«Rifarei tutte le foto che ho fatto. Io lascio un’eredità, è il caso di dire. Un’eredità, perché lascio questa camera oscura, tutti i materiali sensibili, tutte le pellicole… Vorrei ricominciare daccapo». Mimmo Jodice il 29 marzo compie novant’anni e proietta un’eredità dilatata e immensa, che è l’identità tra il suo sguardo, Napoli e la fotografia – l’arte, per lui – contemporanea. Che è l’orizzonte forzatamente curvo, lo strappo e tutte le bruciature estetiche che rimandano sempre e in qualche modo a Napoli, alla sua città-mondo. Che è l’impronta originale, l’essere nato alla Sanità, vivere e, con Angela, aprire uno studio a piazza dei Martiri, mentre esplodevano le energie di Lucio Amelio, Peppe Morra, Marcello e Lia Rumma, Pasquale e Lucia Trisorio e lì accogliere il mondo, quello dell’arte contemporanea, quello di Warhol e Beuys, di Rauschenberg e Johns, quello che mescola Napoli al mondo. «Come un racconto, come una favola» ha spiegato più volte la compagna, e la modella, di una vita, senza la quale si fatica a immaginare l’artista.

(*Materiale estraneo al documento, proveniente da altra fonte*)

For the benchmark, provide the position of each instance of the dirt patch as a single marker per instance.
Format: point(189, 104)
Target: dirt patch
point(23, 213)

«La vita intorno a noi diventa sempre più accelerata e frammentata in una miriade di immagini e segnali esasperati che riducono la nostra capacità di vedere» spiegava Jodice allla Federico II, era la lectio magistralis del 16 novembre 2006.
Nel 1980 arriva Vedute di Napoli, un momento di svolta: nelle sue immagini sparisce l’uomo e con lui il dato temporale per consegnare il visivo a una dimensione eterna e metafisica. Dalle Vedute la fotografia di Jodice esplora il rapporto intimo con la pittura metafisica e surrealista, racconta l’elaborazione di un paesaggio che si fa rarefatto e visionario. Le impronte della rovina, dei riverberi marini e mediterranei si fanno echi prepotenti di una poetica che travalica spazio e tempo per fermarsi nell’immaginario, diventano il silenzio di un bianco e nero che si fa mistero e inquietudine, ombra e luce. Il viaggio si fa silenzio architettonico di un bianco e nero ai bordi dell’attesa, mistero e inquietudine, ombra e luci, forma ed eternità riconosciuti. Il museo di Capodimonte lavora per creare la «Casa della Fotografia Mimmo Jodice». Ora una sua antologica si sposta a Firenze, a Villa Bardini (fino al 14 luglio), per il progetto «La Grande Fotografia Italiana» delle Gallerie d’Italia – Torino, museo affidato a Roberto Koch. La mostra qui si arricchisce di una nuova sezione dedicata alle immagini delle opere fiorentine di Michelangelo Buonarroti, che escono dagli archivi di Jodice dopo 30 anni. Lo sguardo di Bruto, la Madonna del Tondo Pitti, i volti eterni del «Giorno e della Notte», i particolari dei «Prigioni», della «Pietà di Palestrina» e della «Pietà Bandini». Le fotografie, esposte per una volta sola a Palazzo Serra di Cassano nel 1990, ritornano alla luce. Auguri maestro, buon compleanno.